Foi, no geral, um discurso errático e estruturalmente difuso, pontuado por dissonâncias temáticas súbitas, onde, por exemplo, um lamento tecnológico de feição ludita coexiste com uma exaltação da memória histórica reinterpretada com credenciação tecnológica, segundo os padrões de uma academia permeada por correntes ideológicas de matriz marxizante. Encarna, por isso, a título de exemplo feminino, a antítese simbólica de figuras como Brites de Almeida, pois nem combate, nem propõe, nem exalta. Antes desconstrói, distorce e languidamente se extingue.

O discurso e estatuto de classe que Lídia Jorge corporiza representa o Portugal que Camões repudiava. O Portugal da auto-indulgência, da resignação, da decadência moral e material, dominado por uma inclinação venal que conduz, de forma quase inevitável, ao apagamento do seu vínculo identitário mais profundo. Nesta data, a locutora, em vez de enaltecer o poeta e a data em causa, abandona-se a uma meditação exangue, destituída de enraizamento, permeada por uma arrogância eurocêntrica de corte iluminista-missionário, transfigurando Luís Vaz de Camões e o povo português em “peregrinos prometeicos da Terra”, isto é, sujeitos desenraizados, moldados por um cosmopolitismo de laboratório, imposto por elites que rejeitam qualquer pertença orgânica ao tecido histórico e espiritual da nação.

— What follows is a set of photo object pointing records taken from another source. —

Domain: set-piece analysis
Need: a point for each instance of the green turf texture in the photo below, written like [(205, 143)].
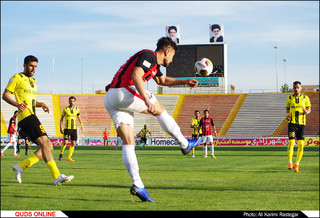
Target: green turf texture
[(240, 178)]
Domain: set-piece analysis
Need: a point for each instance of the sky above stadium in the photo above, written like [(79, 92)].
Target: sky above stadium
[(104, 34)]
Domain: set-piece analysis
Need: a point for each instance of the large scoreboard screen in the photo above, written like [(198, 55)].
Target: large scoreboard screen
[(187, 55)]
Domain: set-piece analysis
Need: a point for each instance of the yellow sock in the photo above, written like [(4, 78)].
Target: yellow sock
[(300, 150), (29, 162), (53, 169), (71, 149), (290, 149), (62, 148)]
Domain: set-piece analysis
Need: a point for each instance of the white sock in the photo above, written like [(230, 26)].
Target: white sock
[(14, 148), (170, 126), (6, 147), (130, 160)]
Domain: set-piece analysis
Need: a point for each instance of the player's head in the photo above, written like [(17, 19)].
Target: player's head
[(167, 49), (297, 88), (215, 28), (72, 100), (30, 65), (206, 113), (172, 31)]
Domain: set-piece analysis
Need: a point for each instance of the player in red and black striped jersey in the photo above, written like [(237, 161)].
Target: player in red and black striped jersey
[(126, 95), (206, 124)]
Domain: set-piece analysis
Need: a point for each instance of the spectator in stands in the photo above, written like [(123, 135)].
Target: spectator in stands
[(216, 36), (172, 33), (206, 124), (70, 112), (297, 107), (105, 137), (12, 132), (126, 95), (196, 131), (24, 86)]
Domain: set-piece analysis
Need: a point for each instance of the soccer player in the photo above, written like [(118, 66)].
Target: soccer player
[(206, 124), (24, 86), (105, 137), (126, 95), (297, 107), (70, 112), (143, 133), (196, 131), (12, 132)]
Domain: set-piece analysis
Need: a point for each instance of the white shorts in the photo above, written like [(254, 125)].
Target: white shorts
[(121, 103), (207, 139), (11, 137)]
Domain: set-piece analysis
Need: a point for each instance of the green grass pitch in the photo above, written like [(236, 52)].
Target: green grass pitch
[(240, 178)]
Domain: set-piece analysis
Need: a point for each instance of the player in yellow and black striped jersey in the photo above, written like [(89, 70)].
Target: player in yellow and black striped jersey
[(298, 106), (70, 113), (24, 87), (196, 131)]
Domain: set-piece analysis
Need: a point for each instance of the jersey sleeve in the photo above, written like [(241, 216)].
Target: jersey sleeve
[(308, 103), (212, 123), (63, 112), (78, 111), (159, 73), (13, 82), (288, 102), (146, 60)]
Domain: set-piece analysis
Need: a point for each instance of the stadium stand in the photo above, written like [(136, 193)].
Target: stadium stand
[(312, 127), (259, 115), (219, 106), (235, 115), (93, 114)]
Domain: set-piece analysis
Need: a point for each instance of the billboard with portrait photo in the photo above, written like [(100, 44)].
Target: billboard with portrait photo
[(173, 31), (216, 33)]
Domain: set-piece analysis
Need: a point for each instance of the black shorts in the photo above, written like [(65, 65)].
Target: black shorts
[(22, 135), (296, 131), (70, 132), (32, 127), (195, 136)]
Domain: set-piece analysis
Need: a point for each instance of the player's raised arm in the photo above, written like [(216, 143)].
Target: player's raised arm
[(169, 81)]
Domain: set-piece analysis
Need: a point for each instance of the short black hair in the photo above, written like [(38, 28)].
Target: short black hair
[(172, 27), (30, 58), (296, 82), (166, 42), (215, 26)]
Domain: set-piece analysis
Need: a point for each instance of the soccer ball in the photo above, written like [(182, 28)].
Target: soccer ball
[(203, 67)]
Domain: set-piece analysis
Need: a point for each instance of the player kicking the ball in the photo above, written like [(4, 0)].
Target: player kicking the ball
[(126, 95)]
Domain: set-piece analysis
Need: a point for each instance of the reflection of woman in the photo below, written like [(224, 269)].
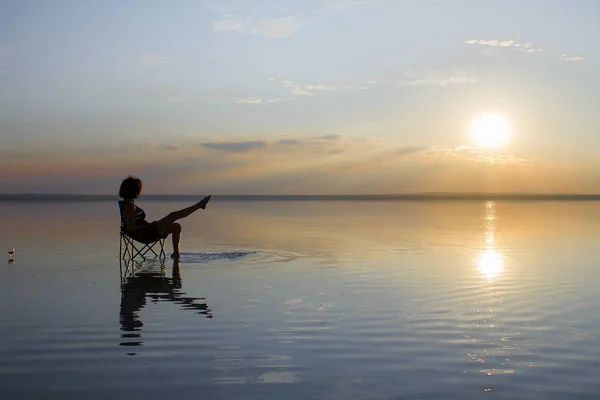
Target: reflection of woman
[(138, 286), (139, 229)]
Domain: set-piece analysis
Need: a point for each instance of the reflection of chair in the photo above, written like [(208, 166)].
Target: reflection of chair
[(128, 249), (148, 280)]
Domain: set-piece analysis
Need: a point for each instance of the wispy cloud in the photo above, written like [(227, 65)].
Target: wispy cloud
[(147, 145), (525, 47), (236, 147), (411, 150), (289, 142), (152, 60), (308, 90), (433, 77), (256, 100), (467, 153), (332, 136), (577, 60)]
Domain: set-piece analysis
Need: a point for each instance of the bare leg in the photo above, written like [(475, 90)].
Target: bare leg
[(175, 232), (165, 224)]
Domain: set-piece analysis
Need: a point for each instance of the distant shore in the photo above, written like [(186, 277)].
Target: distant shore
[(28, 197)]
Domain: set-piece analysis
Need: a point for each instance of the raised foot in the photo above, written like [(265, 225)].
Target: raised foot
[(204, 202)]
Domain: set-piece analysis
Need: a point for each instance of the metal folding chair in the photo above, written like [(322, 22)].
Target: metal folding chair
[(129, 248)]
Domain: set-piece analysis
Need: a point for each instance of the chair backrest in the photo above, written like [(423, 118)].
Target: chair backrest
[(121, 213)]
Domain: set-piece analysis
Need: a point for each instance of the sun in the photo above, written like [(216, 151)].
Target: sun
[(490, 131)]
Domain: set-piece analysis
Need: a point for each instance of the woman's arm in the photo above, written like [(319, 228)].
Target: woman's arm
[(129, 214)]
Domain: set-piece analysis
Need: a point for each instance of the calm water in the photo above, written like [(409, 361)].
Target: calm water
[(305, 300)]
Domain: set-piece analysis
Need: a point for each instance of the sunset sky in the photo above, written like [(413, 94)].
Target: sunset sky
[(300, 97)]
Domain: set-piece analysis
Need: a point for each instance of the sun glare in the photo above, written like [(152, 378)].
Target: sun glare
[(490, 131)]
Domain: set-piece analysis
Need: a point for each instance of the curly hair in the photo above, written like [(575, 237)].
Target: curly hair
[(130, 188)]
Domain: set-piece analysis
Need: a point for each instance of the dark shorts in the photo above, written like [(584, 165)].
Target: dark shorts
[(148, 234)]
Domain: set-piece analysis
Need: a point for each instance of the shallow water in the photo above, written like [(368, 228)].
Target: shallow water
[(323, 300)]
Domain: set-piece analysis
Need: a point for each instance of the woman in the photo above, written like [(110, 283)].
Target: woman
[(139, 229)]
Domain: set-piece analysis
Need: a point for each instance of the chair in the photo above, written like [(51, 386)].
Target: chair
[(129, 248)]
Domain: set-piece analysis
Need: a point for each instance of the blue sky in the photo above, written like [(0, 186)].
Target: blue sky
[(319, 96)]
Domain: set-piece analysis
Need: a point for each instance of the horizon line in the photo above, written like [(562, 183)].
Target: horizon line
[(490, 196)]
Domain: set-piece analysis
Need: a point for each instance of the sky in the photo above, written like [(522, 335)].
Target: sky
[(299, 97)]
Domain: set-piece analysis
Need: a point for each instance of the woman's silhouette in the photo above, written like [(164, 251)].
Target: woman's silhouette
[(139, 229)]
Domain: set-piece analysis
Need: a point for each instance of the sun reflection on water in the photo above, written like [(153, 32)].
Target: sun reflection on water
[(489, 261)]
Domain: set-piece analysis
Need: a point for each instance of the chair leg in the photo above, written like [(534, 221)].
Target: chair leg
[(128, 249)]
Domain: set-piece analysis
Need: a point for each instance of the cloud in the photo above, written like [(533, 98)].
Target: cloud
[(432, 77), (256, 100), (308, 90), (152, 60), (525, 47), (411, 150), (467, 153), (289, 142), (270, 27), (236, 147), (577, 60), (332, 136)]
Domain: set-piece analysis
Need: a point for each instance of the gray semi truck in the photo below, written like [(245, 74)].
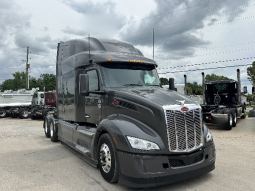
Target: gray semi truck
[(222, 103), (113, 112)]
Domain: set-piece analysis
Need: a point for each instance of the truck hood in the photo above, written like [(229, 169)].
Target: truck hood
[(157, 95)]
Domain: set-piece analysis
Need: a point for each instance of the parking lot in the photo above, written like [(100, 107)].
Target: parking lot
[(30, 161)]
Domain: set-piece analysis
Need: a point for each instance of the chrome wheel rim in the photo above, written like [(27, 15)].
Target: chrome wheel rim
[(2, 113), (51, 130), (46, 128), (105, 158)]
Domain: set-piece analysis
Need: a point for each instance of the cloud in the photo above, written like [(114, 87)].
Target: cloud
[(98, 18), (177, 24)]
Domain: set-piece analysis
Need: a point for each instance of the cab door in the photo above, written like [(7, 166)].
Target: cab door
[(93, 102)]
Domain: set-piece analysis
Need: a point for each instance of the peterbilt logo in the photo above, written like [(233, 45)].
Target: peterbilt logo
[(185, 109), (181, 102)]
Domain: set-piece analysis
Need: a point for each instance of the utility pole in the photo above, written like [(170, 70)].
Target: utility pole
[(153, 41), (27, 66)]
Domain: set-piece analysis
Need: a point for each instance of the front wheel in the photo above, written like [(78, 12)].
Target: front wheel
[(229, 123), (244, 114), (107, 159), (3, 113), (53, 131)]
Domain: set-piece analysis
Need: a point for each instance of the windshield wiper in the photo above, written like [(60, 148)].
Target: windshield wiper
[(132, 85)]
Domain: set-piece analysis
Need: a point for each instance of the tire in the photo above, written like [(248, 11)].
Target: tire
[(23, 113), (3, 113), (229, 123), (53, 131), (46, 127), (107, 159), (33, 114), (234, 119), (13, 115), (244, 113)]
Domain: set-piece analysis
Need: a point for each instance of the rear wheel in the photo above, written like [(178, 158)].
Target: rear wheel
[(46, 127), (107, 159), (244, 113), (234, 119), (3, 113), (45, 112)]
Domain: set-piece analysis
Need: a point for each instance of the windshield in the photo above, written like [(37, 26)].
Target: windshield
[(129, 74)]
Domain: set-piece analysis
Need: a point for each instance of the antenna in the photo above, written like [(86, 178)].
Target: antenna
[(89, 47), (153, 41)]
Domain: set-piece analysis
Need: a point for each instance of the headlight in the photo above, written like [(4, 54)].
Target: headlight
[(142, 144), (208, 136)]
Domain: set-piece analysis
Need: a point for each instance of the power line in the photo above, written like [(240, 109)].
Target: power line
[(221, 61), (199, 49), (206, 68), (206, 54), (188, 20)]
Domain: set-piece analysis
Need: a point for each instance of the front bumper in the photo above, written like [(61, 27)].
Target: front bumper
[(142, 171)]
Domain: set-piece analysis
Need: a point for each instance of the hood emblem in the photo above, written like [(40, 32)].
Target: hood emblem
[(181, 102), (185, 109)]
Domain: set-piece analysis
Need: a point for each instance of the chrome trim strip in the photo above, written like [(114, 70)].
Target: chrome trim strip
[(86, 132)]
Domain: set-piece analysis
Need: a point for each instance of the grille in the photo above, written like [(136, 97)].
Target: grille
[(183, 129), (176, 163), (198, 158)]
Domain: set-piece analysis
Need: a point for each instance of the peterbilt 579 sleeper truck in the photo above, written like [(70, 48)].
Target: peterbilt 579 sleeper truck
[(113, 112)]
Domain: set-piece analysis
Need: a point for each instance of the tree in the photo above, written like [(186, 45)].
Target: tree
[(19, 82), (46, 80), (214, 77), (251, 73), (194, 86), (164, 81)]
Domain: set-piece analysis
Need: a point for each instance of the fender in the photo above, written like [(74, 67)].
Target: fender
[(119, 126)]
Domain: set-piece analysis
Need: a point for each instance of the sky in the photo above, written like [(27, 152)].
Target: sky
[(190, 36)]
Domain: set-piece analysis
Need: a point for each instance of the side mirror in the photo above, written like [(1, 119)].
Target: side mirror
[(84, 84), (171, 84)]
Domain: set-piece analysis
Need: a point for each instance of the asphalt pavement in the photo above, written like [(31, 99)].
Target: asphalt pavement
[(30, 161)]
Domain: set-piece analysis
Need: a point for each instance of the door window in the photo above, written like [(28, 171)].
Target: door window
[(93, 80)]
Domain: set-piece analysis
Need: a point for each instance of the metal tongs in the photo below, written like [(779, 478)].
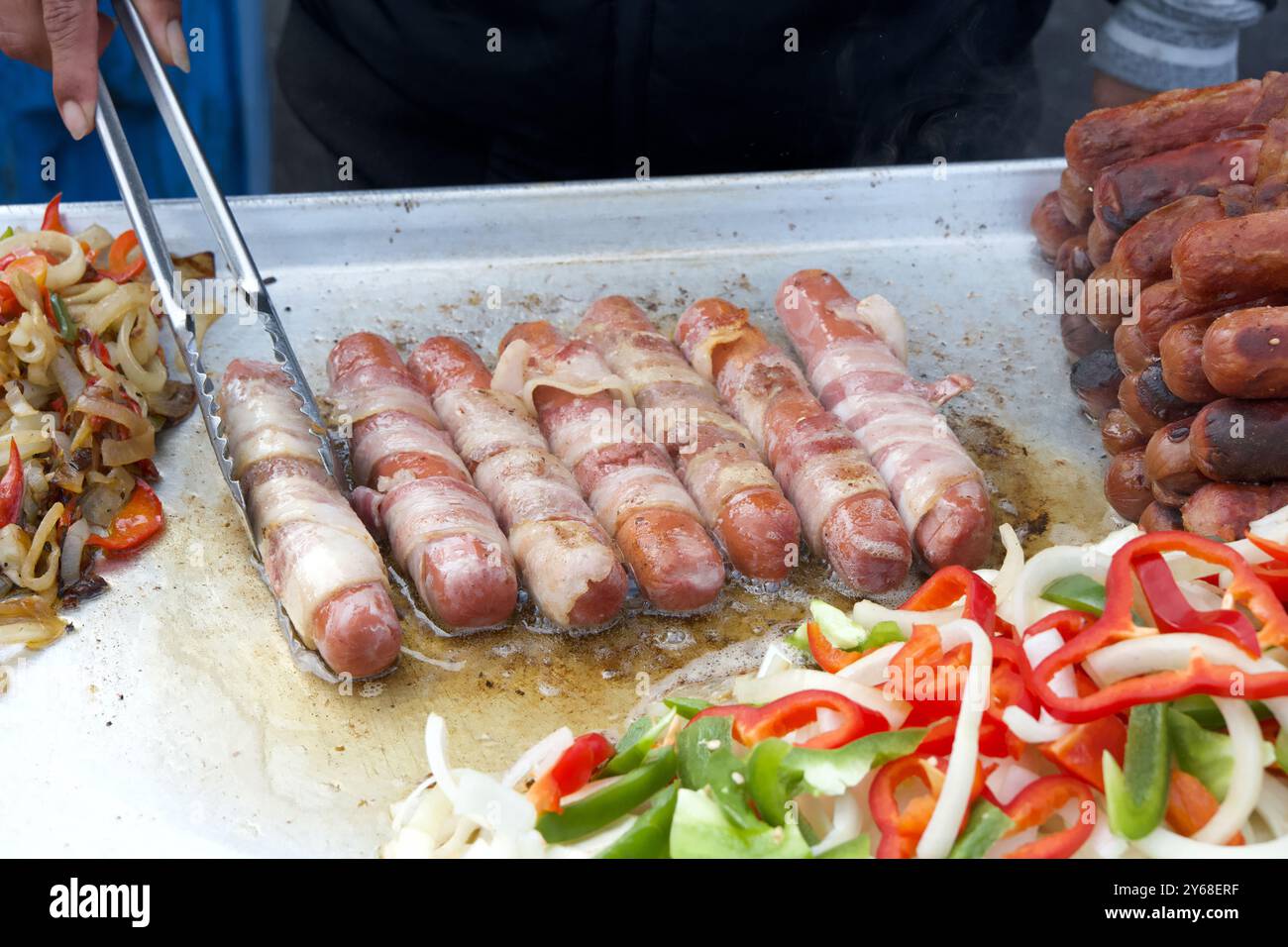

A argumentação retórica apresentada não é apenas frágil, como também se revelou profundamente alienadora ao procurar apagar Camões da história viva e acomodá-lo num altar inócuo sob o rótulo de património da humanidade. Tal gesto constitui um acto claro de dessacralização cultural, já que Camões não pertence ao domínio dos ícones universais, pois é o poeta de Portugal, o intérprete da honra, da gesta, da língua, da amargura e da exigência. A sua epopeia não é e nunca será uma reflexão vazia sobre a condição humana em abstracto. É uma obra enraizada na experiência concreta de um povo com destino. A sua poesia denuncia e afirma, combate e lamenta. Não consola com indulgência, mas desafia com severidade. Não absolve, mas julga. Ama a pátria com intensidade e obriga-a, por isso mesmo, a ser grande.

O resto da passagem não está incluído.